Le conseil de la semaine, c’est un peu pour donner au suivant, pour écrire ce que Julie Gauthier aurait bien aimé lire quand elle était seule à son bureau de directrice générale de la coopérative Paradis (dans un vieux cinéma froid où la neige rentrait l’hiver), poste dans lequel elle portait tous les chapeaux: c’est elle qui posait l’abri tempo, qui gérait un débordement de toilette un 25 décembre et qui n’avait qu’une pomme et une orange pour Noël (seul le dernier item est fabulé). Aujourd’hui artiste (cinéaste-scénariste à temps partiel), directrice du Conseil de la culture du Bas-Saint-Laurent et à la vice-présidence du Réseau des conseils de la culture du Québec, Julie a envie de partager son savoir avec tous les travailleurs culturels et artistes de la relève qui ont besoin d’un coup de pouce pour le côté le plus plate (ou pas?) de la force : financement, développement de projet, marketing… Name it! À suivre tous les lundis.

Au sein d’un organisme culturel doivent se côtoyer des artistes et des gestionnaires.  Quelquefois (même très souvent) l’artiste et le gestionnaire habitent la même tête.  Que vous soyez artiste/gestionnaire ou seulement un artiste qui doit composer avec un gestionnaire (et inversement), vous devez créer les conditions nécessaires pour rendre cette relation harmonieuse.

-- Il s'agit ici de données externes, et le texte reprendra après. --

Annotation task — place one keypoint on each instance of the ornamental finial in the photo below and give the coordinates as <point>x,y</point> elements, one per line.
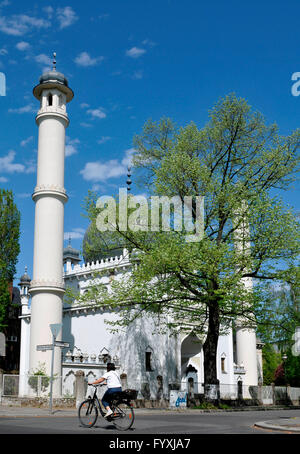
<point>128,180</point>
<point>54,61</point>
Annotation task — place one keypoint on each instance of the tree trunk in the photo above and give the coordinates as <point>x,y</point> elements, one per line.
<point>211,382</point>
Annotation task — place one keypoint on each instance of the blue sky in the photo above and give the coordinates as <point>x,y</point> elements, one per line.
<point>127,61</point>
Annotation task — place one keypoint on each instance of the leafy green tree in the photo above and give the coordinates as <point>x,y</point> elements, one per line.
<point>9,249</point>
<point>271,360</point>
<point>235,161</point>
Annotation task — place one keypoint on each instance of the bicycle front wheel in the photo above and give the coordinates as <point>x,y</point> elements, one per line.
<point>123,416</point>
<point>87,413</point>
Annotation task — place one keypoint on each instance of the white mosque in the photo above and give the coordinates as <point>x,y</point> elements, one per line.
<point>152,363</point>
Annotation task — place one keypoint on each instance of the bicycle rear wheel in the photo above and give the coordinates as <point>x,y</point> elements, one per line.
<point>123,416</point>
<point>88,413</point>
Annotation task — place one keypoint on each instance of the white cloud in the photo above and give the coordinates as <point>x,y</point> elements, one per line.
<point>24,195</point>
<point>71,146</point>
<point>84,59</point>
<point>102,171</point>
<point>26,141</point>
<point>44,59</point>
<point>23,45</point>
<point>20,24</point>
<point>127,160</point>
<point>26,109</point>
<point>77,233</point>
<point>49,11</point>
<point>103,139</point>
<point>137,75</point>
<point>66,16</point>
<point>97,113</point>
<point>7,164</point>
<point>135,52</point>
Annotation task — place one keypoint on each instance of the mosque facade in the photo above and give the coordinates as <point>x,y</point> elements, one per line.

Selon Poisson-de Haro et Menot dans l’ouvrage La gestion stratégique des organisations artistiques, il existe quatre modèles d’administration des organisations artistiques.

Le bicéphalisme
Ce type d’administration consiste à adjoindre au directeur/artiste un administrateur responsable de la gestion des décisions artistiques. Les deux leaders travaillent sur le même niveau hiérarchique. Dans ce type d’organisation, la bonne entente entre les deux têtes dirigeantes est primordiale. Un conflit peut mener, dans les cas extrêmes, à une faillite de l’organisation.

La cohabitation
Dans ce cas de figure, il y a séparation des tâches selon les compétences de chacun (artiste ou gestionnaire). Autrement dit, il n’y a pas nécessairement quelqu’un qui prend toutes les décisions artistiques et l’autre qui s’occupe de faire entrer l’argent.

L’hybridation
Voici le monstre à trois têtes. Un directeur artistique et un directeur administratif se rapportent à un directeur général qui a des compétences de gestion en plus de compétences artistiques reconnues par ses pairs (autrement dit…la perle rare).

La triangulation
Ici, il faut faire intervenir une tierce partie extérieure qui agit comme médiateur entre les artistes, les gestionnaires et les parties prenantes pour assurer la bonne entente à l’intérieur de l’organisation.

Tous ces modèles se valent : il s’agit ici de choisir le modèle qui s’adapte le mieux à son organisme artistique. Évidemment vous allez vous dire : mais, nous n’avons pas le budget pour engager deux directions (triple points d’exclamation!!!) À cela, je réponds qu’un bon gestionnaire administratif, quelqu’un capable de faire de la planification stratégique, des demandes de subvention et une gestion des revenus autonomes va décharger le directeur artistique des tâches administratives afin qu’il puisse se concentrer sur la mission artistique de l’organisation. Ça vaut de l’or (re-triple points d’exclamation!!!).

Si la programmation est à la hauteur (parce que la direction artistique n’a pas à s’occuper des retenues à la source ou des demandes de subvention), les partenaires financiers seront plus enclins à investir, les commanditaires auront envie de s’associer à vos évènements, etc. C’est une roue qui tourne.